🤖 AI Summary
This work addresses the chart-driven data discovery problem: given a line chart query, how to retrieve tabular data from a large data warehouse that would generate a semantically similar line chart—especially when original data is unavailable. To this end, we propose Fine-grained Cross-modal Correlation Learning (FCM), the first model enabling semantic alignment between line charts and tabular data. FCM employs a visual element extractor to encode chart structure, a dual-segment encoder to jointly represent charts and tables, and integrates fine-grained cross-modal matching with joint chart–data representation learning. We introduce the first dedicated benchmark supporting aggregate-line-chart queries.

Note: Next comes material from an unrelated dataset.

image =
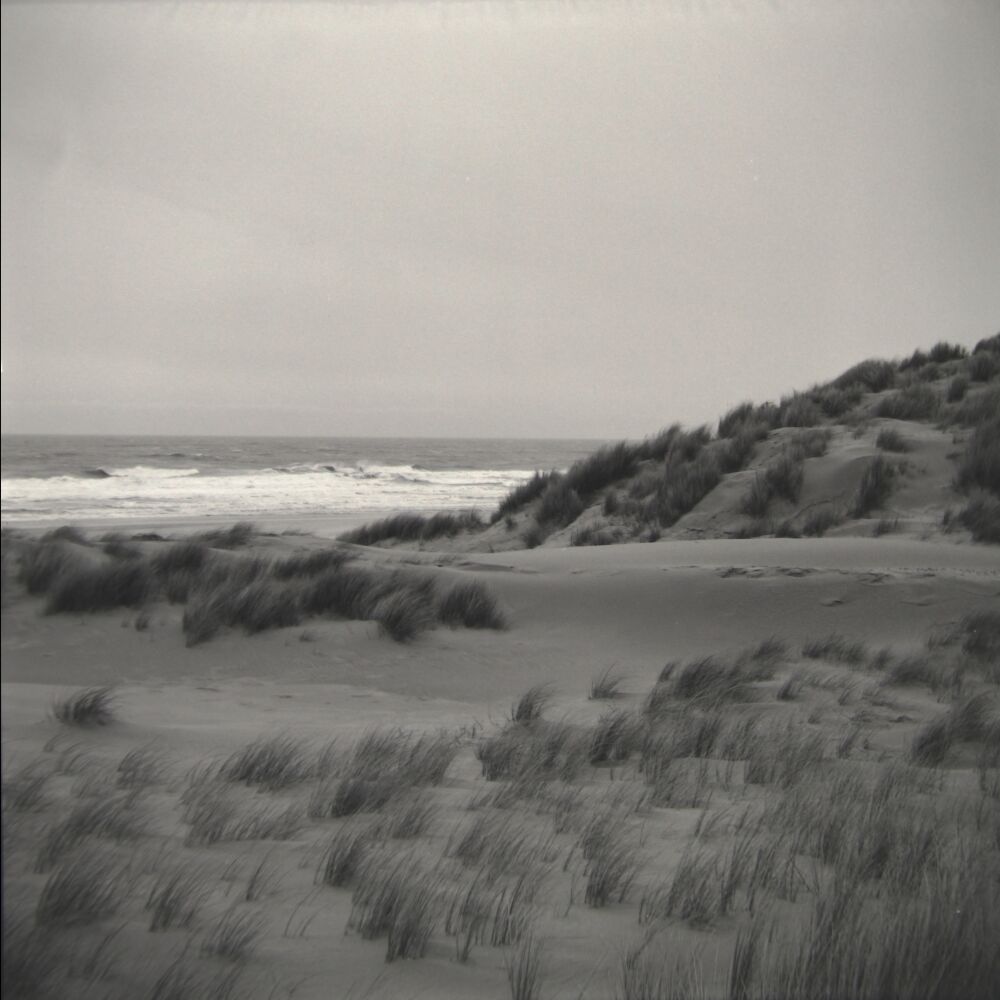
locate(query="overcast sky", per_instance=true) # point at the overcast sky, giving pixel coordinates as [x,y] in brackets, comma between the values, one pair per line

Experiments demonstrate that FCM outperforms the strongest baseline by 30.1% in Prec@50 and 41.0% in NDCG@50, significantly advancing cross-modal chart-to-data retrieval research.
📝 Abstract
Line charts are a valuable tool for data analysis and exploration, distilling essential insights from a dataset. However, access to the underlying dataset behind a line chart is rarely readily available. In this paper, we explore a novel dataset discovery problem, dataset discovery via line charts, focusing on the use of line charts as queries to discover datasets within a large data repository that are capable of generating similar line charts. To solve this problem, we propose a novel approach called Fine-grained Cross-modal Relevance Learning Model (FCM), which aims to estimate the relevance between a line chart and a candidate dataset. To achieve this goal, FCM first employs a visual element extractor to extract informative visual elements, i.e., lines and y-ticks, from a line chart. Then, two novel segment-level encoders are adopted to learn representations for a line chart and a dataset, preserving fine-grained information, followed by a cross-modal matcher to match the learned representations in a fine-grained way. Furthermore, we extend FCM to support line chart queries generated based on data aggregation. Last, we propose a benchmark tailored for this problem since no such dataset exists. Extensive evaluation on the new benchmark verifies the effectiveness of our proposed method. Specifically, our proposed approach surpasses the best baseline by 30.1% and 41.0% in terms of prec@50 and ndcg@50, respectively.